Sens looking to snap out of recent slump

ATLANTA -- In the feast or famine world of the Ottawa Senators, it's crumb time.

A team as streaky as any in the NHL, the Senators, owners of a franchise-record 11-game winning streak at one point this season, have now managed to play themselves back into the possibility of missing the playoffs for a second straight season. Ouch.

If there was a sense of complacency about having secured a playoff spot just a few short weeks ago, the Senators' recent stretch (one win in their first eight post-Olympic break games) should have provided a sobering reminder that it's never over until ... well ... you know about the singing lady.
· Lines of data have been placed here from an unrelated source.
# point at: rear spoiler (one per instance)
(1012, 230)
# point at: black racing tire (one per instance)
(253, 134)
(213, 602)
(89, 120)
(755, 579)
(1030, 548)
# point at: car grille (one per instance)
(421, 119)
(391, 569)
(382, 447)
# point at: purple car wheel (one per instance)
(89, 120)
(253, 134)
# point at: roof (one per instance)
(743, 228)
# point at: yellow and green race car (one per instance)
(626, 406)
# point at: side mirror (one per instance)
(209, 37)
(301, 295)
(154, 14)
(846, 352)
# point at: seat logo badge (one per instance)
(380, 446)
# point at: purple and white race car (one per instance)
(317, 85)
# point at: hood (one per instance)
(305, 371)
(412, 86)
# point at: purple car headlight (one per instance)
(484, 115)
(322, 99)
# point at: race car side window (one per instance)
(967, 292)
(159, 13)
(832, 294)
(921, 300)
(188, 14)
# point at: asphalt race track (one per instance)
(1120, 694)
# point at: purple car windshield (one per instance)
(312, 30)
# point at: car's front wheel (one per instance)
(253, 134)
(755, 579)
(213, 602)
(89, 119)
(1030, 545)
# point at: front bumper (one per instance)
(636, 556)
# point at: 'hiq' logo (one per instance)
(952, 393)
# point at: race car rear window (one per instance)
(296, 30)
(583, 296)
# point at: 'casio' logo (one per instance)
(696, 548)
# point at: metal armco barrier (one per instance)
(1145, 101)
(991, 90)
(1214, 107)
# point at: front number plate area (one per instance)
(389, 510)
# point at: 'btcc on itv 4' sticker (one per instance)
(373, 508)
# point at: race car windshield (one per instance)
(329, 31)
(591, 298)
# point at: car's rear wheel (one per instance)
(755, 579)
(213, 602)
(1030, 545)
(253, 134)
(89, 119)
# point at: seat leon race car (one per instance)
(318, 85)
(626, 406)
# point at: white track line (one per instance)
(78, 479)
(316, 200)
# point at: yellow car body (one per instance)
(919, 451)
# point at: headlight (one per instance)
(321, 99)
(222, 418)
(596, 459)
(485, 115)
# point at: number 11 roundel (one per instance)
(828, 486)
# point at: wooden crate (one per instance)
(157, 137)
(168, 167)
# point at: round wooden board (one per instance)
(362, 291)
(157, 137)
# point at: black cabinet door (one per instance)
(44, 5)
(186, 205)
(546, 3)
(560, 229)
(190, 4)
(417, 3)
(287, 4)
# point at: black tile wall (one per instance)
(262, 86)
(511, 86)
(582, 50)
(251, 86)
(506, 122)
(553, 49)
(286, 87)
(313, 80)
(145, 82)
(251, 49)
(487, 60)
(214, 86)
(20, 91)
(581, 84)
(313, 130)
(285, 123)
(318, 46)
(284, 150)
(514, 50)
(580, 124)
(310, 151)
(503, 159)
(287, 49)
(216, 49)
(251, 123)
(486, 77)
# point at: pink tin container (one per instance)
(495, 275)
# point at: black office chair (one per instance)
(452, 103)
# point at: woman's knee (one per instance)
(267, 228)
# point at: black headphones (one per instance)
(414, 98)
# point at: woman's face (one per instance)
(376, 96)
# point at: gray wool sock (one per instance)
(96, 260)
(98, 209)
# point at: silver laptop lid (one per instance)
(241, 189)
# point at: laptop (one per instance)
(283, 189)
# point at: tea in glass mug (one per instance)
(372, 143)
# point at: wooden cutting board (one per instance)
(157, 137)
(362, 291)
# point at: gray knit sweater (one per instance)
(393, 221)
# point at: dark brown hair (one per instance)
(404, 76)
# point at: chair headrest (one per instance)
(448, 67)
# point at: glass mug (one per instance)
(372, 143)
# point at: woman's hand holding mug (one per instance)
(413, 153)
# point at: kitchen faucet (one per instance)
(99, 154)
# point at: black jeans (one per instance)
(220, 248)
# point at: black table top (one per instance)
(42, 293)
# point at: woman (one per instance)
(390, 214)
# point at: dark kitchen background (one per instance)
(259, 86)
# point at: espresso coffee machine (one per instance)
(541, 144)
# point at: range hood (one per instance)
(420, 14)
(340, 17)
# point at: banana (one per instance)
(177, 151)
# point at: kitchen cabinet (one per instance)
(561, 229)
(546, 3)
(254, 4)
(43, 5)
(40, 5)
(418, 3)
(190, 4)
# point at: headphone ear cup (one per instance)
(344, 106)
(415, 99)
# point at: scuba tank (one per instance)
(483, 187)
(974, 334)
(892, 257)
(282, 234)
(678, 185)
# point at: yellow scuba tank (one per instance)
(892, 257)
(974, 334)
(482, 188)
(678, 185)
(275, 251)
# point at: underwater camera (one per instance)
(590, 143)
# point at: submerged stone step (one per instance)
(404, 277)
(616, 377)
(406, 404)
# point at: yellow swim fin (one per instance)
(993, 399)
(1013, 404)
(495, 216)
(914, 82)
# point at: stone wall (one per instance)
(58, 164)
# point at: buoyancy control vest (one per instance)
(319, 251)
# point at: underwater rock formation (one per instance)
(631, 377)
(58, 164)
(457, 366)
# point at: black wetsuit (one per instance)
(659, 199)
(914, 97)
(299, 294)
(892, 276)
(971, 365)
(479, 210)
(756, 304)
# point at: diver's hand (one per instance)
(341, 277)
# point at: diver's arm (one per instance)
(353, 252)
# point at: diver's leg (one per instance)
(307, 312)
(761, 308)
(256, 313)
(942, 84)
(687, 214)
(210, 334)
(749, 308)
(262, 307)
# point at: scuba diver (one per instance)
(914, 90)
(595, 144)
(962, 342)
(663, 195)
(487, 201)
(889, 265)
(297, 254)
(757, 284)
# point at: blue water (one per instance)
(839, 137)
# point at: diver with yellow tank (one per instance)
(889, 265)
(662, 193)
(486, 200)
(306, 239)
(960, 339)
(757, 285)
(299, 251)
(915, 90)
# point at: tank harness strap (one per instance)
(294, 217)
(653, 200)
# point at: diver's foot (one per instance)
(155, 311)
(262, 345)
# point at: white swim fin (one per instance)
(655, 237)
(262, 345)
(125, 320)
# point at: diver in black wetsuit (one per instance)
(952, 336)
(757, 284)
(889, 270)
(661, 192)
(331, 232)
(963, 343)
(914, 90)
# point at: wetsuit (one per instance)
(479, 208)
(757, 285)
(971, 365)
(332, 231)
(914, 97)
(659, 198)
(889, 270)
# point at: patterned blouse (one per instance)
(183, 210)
"I think we're obviously not happy where we are in coming back from the break," Ottawa captain Daniel Alfredsson said prior to Thursday's game against Atlanta, the fifth road game the Sens have played since the break. "We believe the way we played before the break that we can right the ship. Will it happen today or in a couple of games? We don't know.

"But I think everybody has the urgency and the desire to really get something going because, not only in making the playoffs, but if you want to make something happen in the playoffs as well, you need to go in with some momentum, and that's our goal here over the last 12 games."
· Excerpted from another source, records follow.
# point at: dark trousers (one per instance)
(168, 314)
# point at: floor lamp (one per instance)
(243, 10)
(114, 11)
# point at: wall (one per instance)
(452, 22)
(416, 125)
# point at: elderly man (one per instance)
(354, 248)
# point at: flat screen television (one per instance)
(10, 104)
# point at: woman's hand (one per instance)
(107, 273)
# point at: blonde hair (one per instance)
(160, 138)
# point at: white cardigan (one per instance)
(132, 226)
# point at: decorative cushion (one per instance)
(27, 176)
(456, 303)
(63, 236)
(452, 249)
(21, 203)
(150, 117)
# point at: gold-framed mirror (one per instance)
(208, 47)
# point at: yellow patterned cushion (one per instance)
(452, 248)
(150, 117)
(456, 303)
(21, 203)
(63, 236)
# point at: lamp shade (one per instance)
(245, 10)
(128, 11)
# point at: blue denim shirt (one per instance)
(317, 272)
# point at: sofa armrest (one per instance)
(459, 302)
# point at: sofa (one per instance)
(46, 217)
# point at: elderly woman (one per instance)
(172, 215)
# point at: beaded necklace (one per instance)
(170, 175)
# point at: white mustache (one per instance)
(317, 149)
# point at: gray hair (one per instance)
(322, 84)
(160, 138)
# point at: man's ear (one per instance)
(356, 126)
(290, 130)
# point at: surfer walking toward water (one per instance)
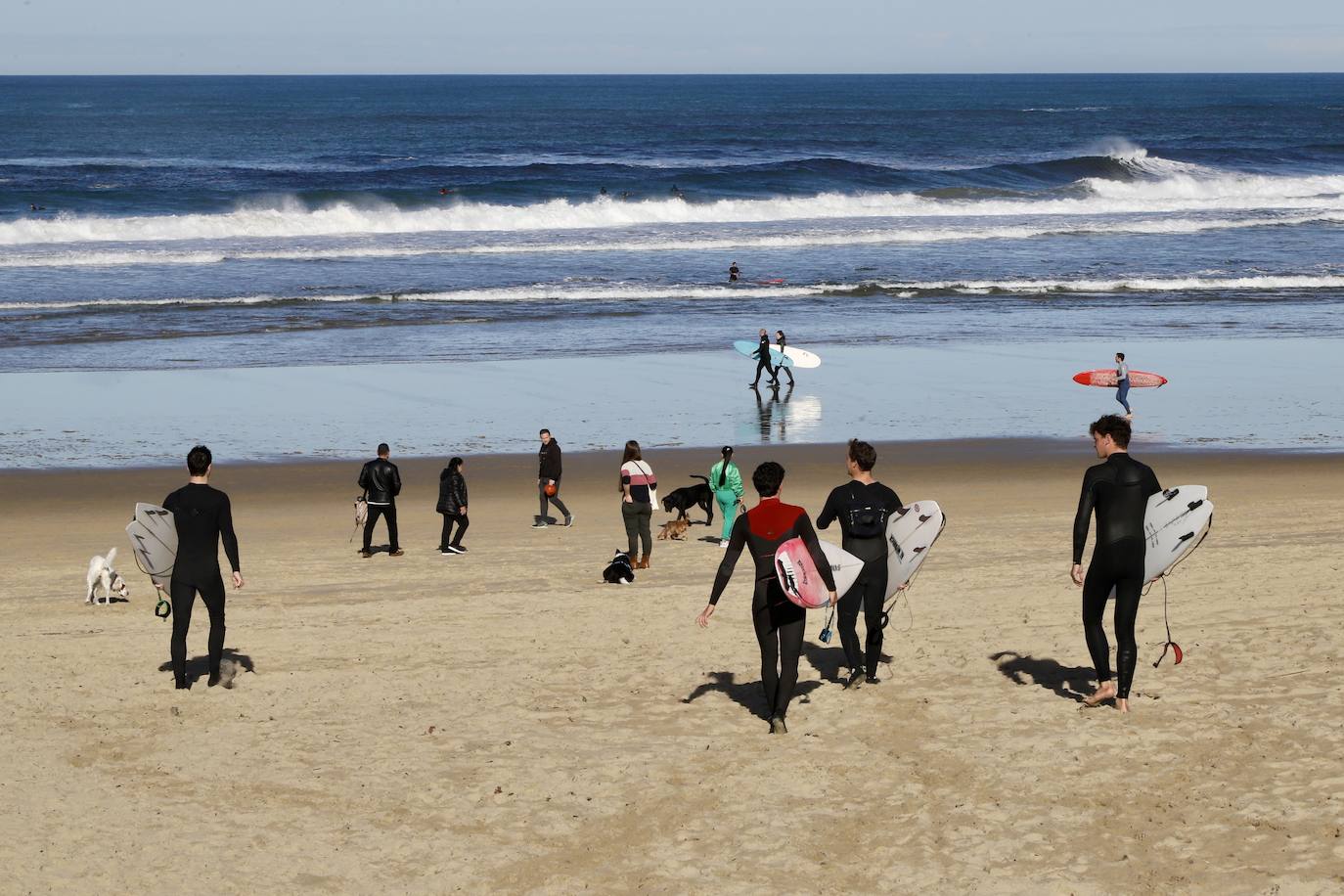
(762, 356)
(1117, 489)
(203, 517)
(781, 342)
(779, 622)
(863, 506)
(1122, 384)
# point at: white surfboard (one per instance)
(801, 356)
(154, 540)
(798, 574)
(910, 532)
(1175, 522)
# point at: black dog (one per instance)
(690, 496)
(618, 571)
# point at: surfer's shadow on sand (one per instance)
(232, 664)
(744, 694)
(1071, 683)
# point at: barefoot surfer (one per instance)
(1118, 490)
(779, 622)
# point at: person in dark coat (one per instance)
(452, 504)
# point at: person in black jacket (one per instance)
(549, 474)
(452, 504)
(203, 517)
(381, 482)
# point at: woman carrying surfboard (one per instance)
(779, 622)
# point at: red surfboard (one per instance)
(1106, 379)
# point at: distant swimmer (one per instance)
(1117, 489)
(779, 622)
(781, 341)
(762, 356)
(203, 517)
(1122, 384)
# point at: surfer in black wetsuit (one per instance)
(863, 506)
(203, 517)
(762, 356)
(779, 622)
(1118, 490)
(781, 341)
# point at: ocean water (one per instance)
(241, 222)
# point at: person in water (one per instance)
(1117, 489)
(1122, 384)
(381, 482)
(203, 517)
(863, 506)
(726, 481)
(781, 341)
(452, 504)
(762, 356)
(779, 622)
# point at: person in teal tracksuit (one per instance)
(726, 481)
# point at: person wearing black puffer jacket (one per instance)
(452, 504)
(381, 482)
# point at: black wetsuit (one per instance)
(1118, 489)
(779, 622)
(863, 512)
(764, 363)
(202, 516)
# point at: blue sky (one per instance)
(495, 36)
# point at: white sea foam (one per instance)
(637, 291)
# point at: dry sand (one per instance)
(502, 723)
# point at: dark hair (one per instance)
(863, 454)
(1114, 426)
(766, 478)
(200, 460)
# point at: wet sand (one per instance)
(500, 722)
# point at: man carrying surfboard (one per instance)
(779, 622)
(762, 356)
(1117, 489)
(203, 517)
(863, 506)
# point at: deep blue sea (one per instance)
(236, 222)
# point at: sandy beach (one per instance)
(502, 722)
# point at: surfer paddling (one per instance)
(863, 506)
(203, 517)
(779, 622)
(1117, 489)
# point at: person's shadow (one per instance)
(230, 659)
(749, 694)
(1071, 683)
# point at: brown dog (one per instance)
(674, 529)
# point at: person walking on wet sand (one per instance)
(762, 356)
(549, 469)
(381, 482)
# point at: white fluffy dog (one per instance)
(101, 575)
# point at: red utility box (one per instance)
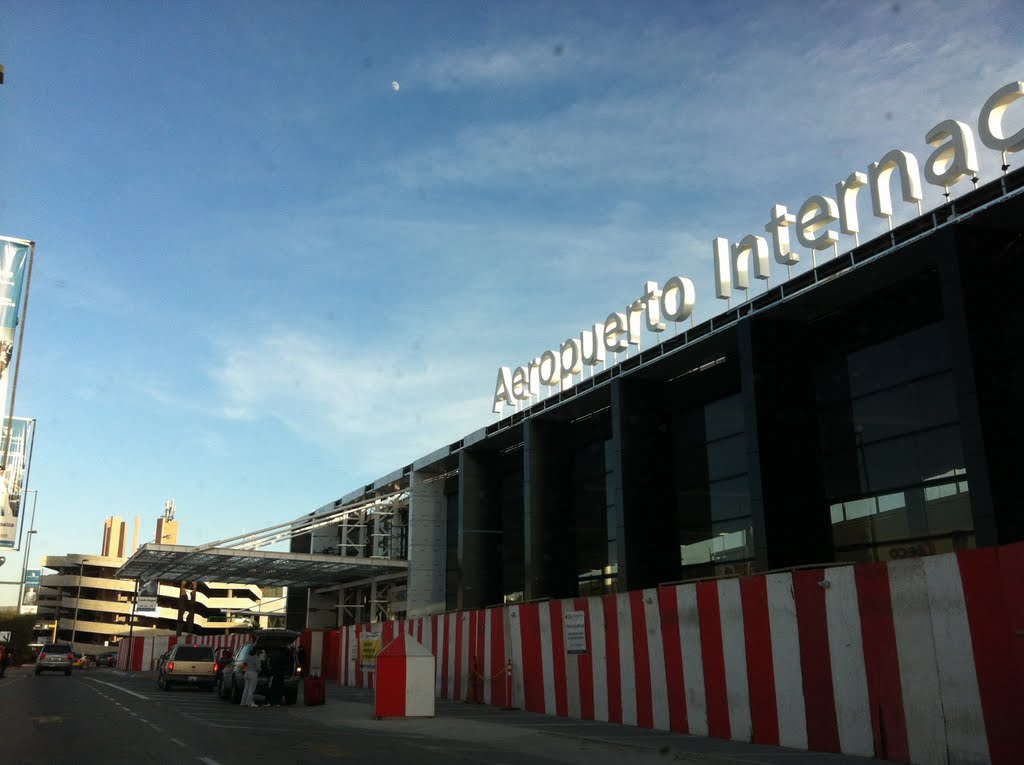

The Senators, once vying for the Northeast Division title with Buffalo, have slid down to fifth in the Eastern Conference. They have scored just 12 times in their eight post-Olympic contests and have failed to score on the power play in six of those contests. The Sens also have the 28th ranked power play in the league.
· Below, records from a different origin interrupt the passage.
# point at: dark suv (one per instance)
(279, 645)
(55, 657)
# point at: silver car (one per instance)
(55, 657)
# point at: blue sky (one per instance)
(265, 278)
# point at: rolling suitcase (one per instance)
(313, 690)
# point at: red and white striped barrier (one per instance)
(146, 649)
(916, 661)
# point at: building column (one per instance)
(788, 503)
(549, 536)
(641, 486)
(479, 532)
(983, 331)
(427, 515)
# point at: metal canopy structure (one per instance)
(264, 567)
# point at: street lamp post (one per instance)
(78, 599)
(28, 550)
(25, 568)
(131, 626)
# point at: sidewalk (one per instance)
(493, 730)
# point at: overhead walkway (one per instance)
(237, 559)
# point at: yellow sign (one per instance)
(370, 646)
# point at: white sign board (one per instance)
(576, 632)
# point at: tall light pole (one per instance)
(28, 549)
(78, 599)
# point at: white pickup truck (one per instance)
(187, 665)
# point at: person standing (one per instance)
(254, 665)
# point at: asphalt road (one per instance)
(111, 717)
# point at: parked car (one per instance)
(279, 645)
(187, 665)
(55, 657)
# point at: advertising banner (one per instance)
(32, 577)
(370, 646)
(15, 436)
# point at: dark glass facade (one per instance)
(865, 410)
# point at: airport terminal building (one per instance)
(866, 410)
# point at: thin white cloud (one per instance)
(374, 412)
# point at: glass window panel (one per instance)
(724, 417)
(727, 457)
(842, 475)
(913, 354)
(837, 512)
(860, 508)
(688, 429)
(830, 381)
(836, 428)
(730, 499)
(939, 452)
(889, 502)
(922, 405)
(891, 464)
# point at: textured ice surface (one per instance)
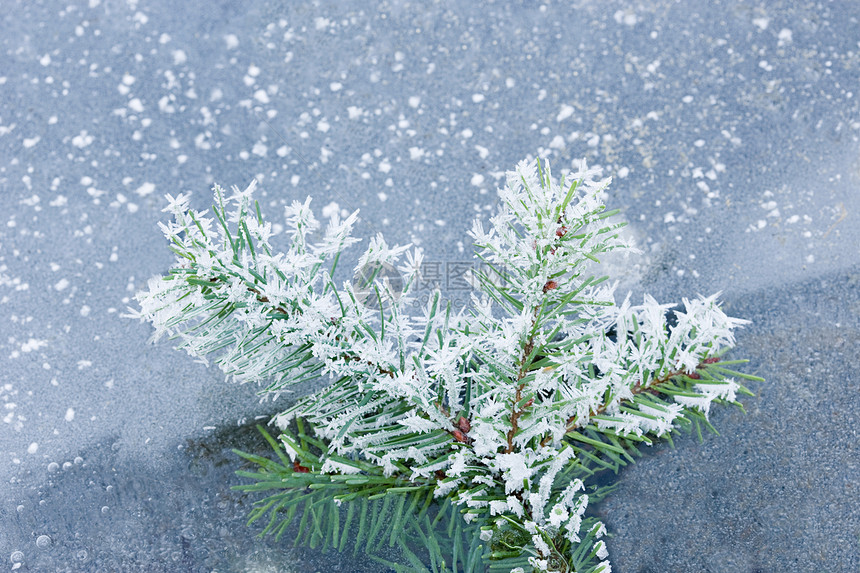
(731, 130)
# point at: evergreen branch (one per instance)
(467, 441)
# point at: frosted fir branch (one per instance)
(502, 411)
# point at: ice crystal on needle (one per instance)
(465, 438)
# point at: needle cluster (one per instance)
(466, 438)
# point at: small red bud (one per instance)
(464, 424)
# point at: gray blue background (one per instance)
(731, 131)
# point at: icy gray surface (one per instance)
(731, 130)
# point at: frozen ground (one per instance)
(731, 129)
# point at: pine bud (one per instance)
(464, 425)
While they owned an eight-point bulge over ninth-place Atlanta as of Friday morning, the Senators play seven of their final 11 games on the road. That's not necessarily good news. Of the top eight teams in the East heading into action Friday, no team had fewer road wins than the Sens' 14.

If there is a silver lining for the 2007 Stanley Cup finalists, it's the fact they are fully healthy for the first time since late October. Defenseman Filip Kuba and forward Mike Fisher both rejoined the Sens' lineup against Atlanta on Thursday.

Ottawa coach Cory Clouston said that is a good thing in terms of players having to fight their way into a jersey.

"Healthy competition is always good for sure, and complacency, if there has been any, is never what you're looking for, whether it's individually or as a team," Clouston said. "When you do have healthy bodies, it definitely gives you more options and hopefully it will push a few more guys."

The coach said he didn't think his players were resting easy because there weren't enough healthy bodies to push them, but Clouston did acknowledge perhaps being comfortably in the middle of the playoff pack at the Olympic break had taken some of the edge of the Sens' play as a whole.

"I don't want to say it's been a major factor, but I think the intensity and the urgency we played with prior to the break has not been there," he said.

Still, the Senators are much happier to be talking about breaking out of a March slump than they were a year ago, when they had to talk about the prospect of missing the playoffs altogether for the first time since 1996.

"Well, it's going to take some work to come out of it," veteran defenseman Chris Phillips said. "We can't just sit around and wait for that to happen. We've got to be proactive and looking at what we're doing wrong and be better in those areas.

"We're still a confident group in here. We feel good. But like I said, no one's just going to gift wrap it to us. We've got to go out and work for that to turn it around."